Schematical overview of the relation between the chemotaxis pathway and the movement model.

Overview

Analogous to the highly complex signal transduction network in the chemotaxis receptor model, there is an equally challenging molecular mechanism on side of the flagella, responsible for the movement of the bacterium.

In order to capture the features of cell motility, we created a probabilistic two state model, which simulates the cell movement in accordance to the existing empirical observations.

At every time step of the simulation of the cell motility model, the current CheYp concentration is received as an input from the chemotaxis pathway model. This input determines the probability of the CCW and the CW rotation direction of the flagella. A counterclockwise rotation corresponds to the directed movement (running) state and to a change in spatial coordinates, together with a slight change in angle, while a clockwise rotation corresponds to the tumbling state and to a new movement direction, with nearly unchanged other spatial coordinates.

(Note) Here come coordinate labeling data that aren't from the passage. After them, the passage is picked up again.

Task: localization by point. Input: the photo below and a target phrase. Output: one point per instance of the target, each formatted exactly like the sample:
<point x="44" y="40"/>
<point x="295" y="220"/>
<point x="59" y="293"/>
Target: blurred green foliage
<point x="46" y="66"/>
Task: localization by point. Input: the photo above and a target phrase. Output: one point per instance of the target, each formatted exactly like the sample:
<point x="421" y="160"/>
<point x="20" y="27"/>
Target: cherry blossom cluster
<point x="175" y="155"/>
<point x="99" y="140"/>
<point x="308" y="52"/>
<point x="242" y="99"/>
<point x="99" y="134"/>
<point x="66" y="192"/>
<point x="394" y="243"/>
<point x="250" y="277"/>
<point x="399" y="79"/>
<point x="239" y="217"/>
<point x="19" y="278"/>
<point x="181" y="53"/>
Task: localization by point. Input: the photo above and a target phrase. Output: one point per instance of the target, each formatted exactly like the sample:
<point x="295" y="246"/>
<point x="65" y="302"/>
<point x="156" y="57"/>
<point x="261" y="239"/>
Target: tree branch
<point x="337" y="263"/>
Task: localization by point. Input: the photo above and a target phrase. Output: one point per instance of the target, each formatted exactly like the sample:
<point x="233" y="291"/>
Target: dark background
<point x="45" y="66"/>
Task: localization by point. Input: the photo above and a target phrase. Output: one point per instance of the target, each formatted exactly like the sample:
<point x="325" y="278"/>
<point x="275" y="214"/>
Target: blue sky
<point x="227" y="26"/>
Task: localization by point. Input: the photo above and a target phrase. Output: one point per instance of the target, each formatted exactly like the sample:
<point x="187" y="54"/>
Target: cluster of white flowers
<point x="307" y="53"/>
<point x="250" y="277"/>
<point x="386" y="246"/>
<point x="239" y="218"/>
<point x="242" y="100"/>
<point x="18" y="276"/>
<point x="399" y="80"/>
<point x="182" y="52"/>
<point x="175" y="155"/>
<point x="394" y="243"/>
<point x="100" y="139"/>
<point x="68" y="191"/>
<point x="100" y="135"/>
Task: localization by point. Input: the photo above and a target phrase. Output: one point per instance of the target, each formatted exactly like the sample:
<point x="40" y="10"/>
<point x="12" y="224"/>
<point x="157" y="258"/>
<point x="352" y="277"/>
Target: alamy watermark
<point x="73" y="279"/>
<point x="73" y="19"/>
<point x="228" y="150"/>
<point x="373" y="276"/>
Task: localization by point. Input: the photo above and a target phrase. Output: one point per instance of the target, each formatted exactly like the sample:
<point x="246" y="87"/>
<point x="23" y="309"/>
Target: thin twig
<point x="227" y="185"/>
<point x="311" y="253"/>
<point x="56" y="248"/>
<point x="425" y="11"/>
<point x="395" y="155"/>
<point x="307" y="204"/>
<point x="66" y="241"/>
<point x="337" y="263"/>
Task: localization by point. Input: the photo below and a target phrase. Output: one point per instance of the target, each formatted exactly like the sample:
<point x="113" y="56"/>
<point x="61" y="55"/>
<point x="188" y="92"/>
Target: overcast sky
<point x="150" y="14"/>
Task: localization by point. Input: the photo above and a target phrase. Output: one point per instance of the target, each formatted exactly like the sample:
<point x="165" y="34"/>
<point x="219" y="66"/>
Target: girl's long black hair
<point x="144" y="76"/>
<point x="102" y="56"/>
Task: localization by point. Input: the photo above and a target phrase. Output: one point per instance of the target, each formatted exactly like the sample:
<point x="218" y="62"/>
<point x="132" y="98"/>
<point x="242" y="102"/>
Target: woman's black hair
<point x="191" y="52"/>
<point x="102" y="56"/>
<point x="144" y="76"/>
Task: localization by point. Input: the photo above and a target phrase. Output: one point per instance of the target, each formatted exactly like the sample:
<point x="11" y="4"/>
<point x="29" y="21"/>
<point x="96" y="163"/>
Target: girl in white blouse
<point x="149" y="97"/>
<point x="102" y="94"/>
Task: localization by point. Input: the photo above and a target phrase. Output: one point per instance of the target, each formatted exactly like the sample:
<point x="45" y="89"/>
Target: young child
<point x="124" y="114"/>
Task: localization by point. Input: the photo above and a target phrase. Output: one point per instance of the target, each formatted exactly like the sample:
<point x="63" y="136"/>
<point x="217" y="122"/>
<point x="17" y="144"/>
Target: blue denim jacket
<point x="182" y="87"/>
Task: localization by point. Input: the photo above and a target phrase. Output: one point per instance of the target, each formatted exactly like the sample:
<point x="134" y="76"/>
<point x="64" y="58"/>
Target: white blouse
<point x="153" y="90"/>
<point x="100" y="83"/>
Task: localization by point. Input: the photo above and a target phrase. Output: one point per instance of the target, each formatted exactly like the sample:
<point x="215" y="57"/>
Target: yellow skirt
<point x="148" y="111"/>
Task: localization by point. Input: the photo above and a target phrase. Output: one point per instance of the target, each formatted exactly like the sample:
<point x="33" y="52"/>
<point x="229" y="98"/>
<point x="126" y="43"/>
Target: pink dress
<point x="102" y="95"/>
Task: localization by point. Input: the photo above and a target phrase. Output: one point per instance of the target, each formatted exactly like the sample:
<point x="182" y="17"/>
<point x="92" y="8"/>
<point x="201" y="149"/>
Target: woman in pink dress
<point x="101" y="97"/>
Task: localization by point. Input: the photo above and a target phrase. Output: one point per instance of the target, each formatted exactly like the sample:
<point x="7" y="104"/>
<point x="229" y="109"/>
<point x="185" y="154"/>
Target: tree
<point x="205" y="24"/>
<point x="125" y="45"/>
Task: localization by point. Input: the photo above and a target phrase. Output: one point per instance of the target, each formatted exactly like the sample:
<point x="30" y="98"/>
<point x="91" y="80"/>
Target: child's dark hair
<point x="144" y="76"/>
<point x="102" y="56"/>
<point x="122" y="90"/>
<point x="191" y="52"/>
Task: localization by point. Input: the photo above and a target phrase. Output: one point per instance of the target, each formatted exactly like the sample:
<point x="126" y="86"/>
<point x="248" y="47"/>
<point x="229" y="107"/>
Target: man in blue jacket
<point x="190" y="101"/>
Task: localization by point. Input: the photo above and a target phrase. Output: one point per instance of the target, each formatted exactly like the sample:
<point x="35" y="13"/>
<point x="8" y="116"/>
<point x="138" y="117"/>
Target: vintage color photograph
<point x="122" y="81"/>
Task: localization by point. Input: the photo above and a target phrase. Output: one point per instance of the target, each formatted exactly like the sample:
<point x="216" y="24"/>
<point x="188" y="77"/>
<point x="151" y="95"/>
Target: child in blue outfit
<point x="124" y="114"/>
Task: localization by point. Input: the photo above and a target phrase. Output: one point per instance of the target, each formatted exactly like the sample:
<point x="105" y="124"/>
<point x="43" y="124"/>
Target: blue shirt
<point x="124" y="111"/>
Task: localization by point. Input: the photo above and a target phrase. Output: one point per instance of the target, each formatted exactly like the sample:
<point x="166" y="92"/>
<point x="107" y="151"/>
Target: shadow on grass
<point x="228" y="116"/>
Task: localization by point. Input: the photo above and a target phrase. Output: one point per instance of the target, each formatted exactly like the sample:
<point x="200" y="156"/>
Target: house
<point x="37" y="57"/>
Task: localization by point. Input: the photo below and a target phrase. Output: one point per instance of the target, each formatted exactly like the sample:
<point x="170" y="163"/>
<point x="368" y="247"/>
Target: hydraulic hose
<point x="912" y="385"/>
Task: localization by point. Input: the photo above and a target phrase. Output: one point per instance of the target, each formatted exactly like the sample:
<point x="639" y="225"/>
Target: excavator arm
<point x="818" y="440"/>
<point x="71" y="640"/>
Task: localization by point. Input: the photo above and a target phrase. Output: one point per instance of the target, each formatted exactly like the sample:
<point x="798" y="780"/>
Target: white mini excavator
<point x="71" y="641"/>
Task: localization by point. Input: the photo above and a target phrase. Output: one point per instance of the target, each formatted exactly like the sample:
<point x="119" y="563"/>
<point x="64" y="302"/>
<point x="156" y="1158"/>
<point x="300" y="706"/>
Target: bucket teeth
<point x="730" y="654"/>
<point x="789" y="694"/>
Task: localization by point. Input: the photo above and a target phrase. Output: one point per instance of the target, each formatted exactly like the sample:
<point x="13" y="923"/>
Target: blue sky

By coupling the probabilistic movement model with the deterministic molecular model we can realistically simulate the variations in motility which occur due to variations in the concentrations of the molecular species of the chemotaxis pathway, namely in the concentration of CheYp.

Known Features of Cell Motility

Bacterial motility has been analyzed since several decades such that many of its properties are well characterized, although the exact molecular mechanisms leading to these properties are still a subject of scientific dispute. Since answering the open questions is beyond the scope of our iGem project, we focused on building a phenomenological model which reliably reproduces the known chemotactic behavior of E. coli cells. For this task we relied on the data provided in [1], which is similar to other data which can be found in the literature, although the exact quantitative data might vary slightly depending on the strains used and the experimental conditions. Thus, our model was required to reproduce the following properties:

  • E. coli cells are most of the time in one of two states: They either swim straightly or tumble.
  • The time between transitions between the two states is approximately exponentially distributed, with a tumbling time of 0.14±0.19s and a straight swimming time of 0.86±1.18s (each value given as mean and standard deviation) for a constant extracellular environment.
  • In a changing extracellular environment (e.g. increasing concentration of Aspartate), mainly the distribution of the straight swimming time adjusts, whereas the distribution of the tumbling time only slightly changes.
  • The average speed of an E. coli during straight swimming is approximately 14.2±3.4μm/s, whereas during tumbling the average speed is significantly smaller.
  • In a constant environment, the integrated change of the swimming direction during one tumbling is approximately 68±36°, whereas it is only approximately 23±23° during one period of swimming.
  • The distribution of the absolute value of the change in direction during one tumbling given in [1] looks similar to a Weibull distribution with a nonzero maximum, whereas the change in direction during straight swimming is maximal at 0&degree;.

Assumptions

Accordance with the experimental data given in [1], the mean tumbling length was assumed to be independent of the intracellular conditions, unlike the mean run length, which is known to differ for wild type cells depending on the extracellular conditions. Besides the experimental evidence in [1], this assumption also has a biological interpretation: tumbling is believed to occur because the flagella push each other away and disassemble after rotating counter-clock wise (directed movement). The duration spent in tumbling is a stochastic variable mainly representing the time the flagella afterward need to reassemble, and a single process of reassembling is only weakly correlated with the frequency of tumbling.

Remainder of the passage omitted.